In all the vast reaches of the Central African Federation, there is no man of consequence more accessible to his white compatriots than the Prime Minister. 30O-lb. Sir Roy Welensky, onetime locomotive engineer. But despite the fact that both Welensky and his four-year-old country—a union of Northern Rhodesia, Southern Rhodesia and Nyasaland—officially subscribe to the doctrine of “racial partnership,” Welensky has remained aloof from the Africans who make up the majority of its people. “Except for his servants,” says one African leader, “Welensky has hardly spoken to an African since he ascended the political platform.”

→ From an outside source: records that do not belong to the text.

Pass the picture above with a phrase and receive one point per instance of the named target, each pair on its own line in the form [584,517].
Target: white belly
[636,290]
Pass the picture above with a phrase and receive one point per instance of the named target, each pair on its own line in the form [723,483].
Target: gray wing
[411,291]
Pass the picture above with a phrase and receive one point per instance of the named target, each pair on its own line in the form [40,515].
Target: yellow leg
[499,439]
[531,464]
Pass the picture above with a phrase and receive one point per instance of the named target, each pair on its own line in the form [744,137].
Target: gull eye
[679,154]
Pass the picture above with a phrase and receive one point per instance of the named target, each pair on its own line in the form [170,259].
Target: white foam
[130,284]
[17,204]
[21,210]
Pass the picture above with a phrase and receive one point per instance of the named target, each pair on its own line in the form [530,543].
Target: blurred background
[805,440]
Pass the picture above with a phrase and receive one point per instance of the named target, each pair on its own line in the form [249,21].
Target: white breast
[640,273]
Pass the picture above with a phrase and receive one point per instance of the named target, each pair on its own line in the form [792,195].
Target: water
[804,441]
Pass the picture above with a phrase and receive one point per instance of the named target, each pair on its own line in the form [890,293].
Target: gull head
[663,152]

Last week, convinced that the time had come “to meet the people and answer my critics,” Sir Roy set off on a five-day tour of “enemy territory”—the bush country of Nyasaland, whose 2,500,000 Africans (there are few whites there) are vociferously anxious to get out of the federation. At one of his early stops in southern Nyasaland, scene of bloody African riots in the days immediately preceding federation, Sir Roy wowed his audience by declaring “I am an African like yourselves. I was born here in Africa.” Said one of his audience: “We like Welensky because he is fat and looks like a chief. We do not like thin men.”
But at Nkata Bay the notables of the Thonga tribe coldly boycotted the Prime Minister’s indaba (powwow). And at Mzimba, headquarters of 170,000 warlike Angonis, the sound of jungle drums rolled down from Mzimba’s leopard-haunted mountains, as Mmbelwa II, paramount chief of the Angoni, said: “Your Honor, Nyasaland belongs to the Africans, not to you and your white men.”